А сын зовет. Хорошо бы сейчас с родным человеком просто так поговорить. Ведь и вроде среди людей живет Федотыч, а вроде как бы один. Пообщаться-то не с кем, душу излить. Сам с собой иной раз разговаривает. Или с голубкой бесхвостой, что к нему на карниз прилетает. Давно уж он ее подкармливает хлебными крошками. Жалеет, тоже убогая. За жизнь спросит, что, мол, тянешься еще, как и я, не сдаешься? Она крошки жадно хватает, подпрыгивает аж, а Федотычу кажется, что имеет что-то ему сказать. А когда поддатый, так сам за нее и ответы придумывает… А с кем ему больше общаться? Телевизор иногда включает. И то если футбол или хоккей. Или там бокс, это уж он не пропустит, если на ногах держится. Книг не читает. Хотя нет, читает одну книгу. Уже лет десять подряд читает. Достает нет-нет и перелистывает, уж больно здорово она его за душу взяла. Название той книге «Старик и море», а автора фамилию — ну никак не может запомнить. Кубинская, видать, фамилия (там ведь про Кубу пишется) — трудная. Попалась ему книженция эта на шабашке, в деревне. Был там у них в бригаде один парень молодой, все книги почитывал в свободное время, или, как смеялись над ним, знакомые буквы выискивал. Ну так вот, с тем парнем — а как его звать? начисто вылетело — пошел Федотыч на пару в магазин. А там, в сельпо, все вместе тогда продавали: табак, коньяк, флакушки. И книги тут же. Так вот, увидал пацан те книжки — и хвать — сразу три штуки. Брошюры даже, не книжки, в бумажной обложке. Клевая, говорит, штучка, порекомендовал бы я тебе почитать. Да не дойдет до тебя, ты же темный, Азия. А, между нами, автор вот за эту книженцию Нобеля огреб. Не кисло? Знаешь сколько можно флакушек на Нобеля отцепить? Не вагон даже, эшелон. Да еще цистерну. И заржал, волосатый. А старик не обиделся, не в его привычках тогда уже было обижаться. Но книжку тоже купил. Благо цена сходная, всего пятнадцать копеек.

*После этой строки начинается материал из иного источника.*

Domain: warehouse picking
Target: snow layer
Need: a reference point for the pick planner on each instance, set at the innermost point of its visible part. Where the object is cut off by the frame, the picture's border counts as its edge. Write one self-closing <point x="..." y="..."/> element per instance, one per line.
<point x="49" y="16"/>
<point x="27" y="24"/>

Байка там простая, как соленый огурец. Ну поймал старик рыбу, ну акулы ее сожрали. Да не все так просто, суть поглубже сидит. И читает ее Федотыч, перечитывает замусоленные уже страницы, и все копается, на себя прикидывает и так и этак. И что, думает, тот патлатый там понял? Эта книга не для шпаны зеленой, эта книга для стариков. И автор той книги — как его — нет, не вспомнить, пацан говорил, застрелился. Не верит старик: что ему стреляться? Это ведь только от полной безысходности можно руки на себя наложить. Как тот немец в Югославии. А Федотыча еще не тянет на тот свет.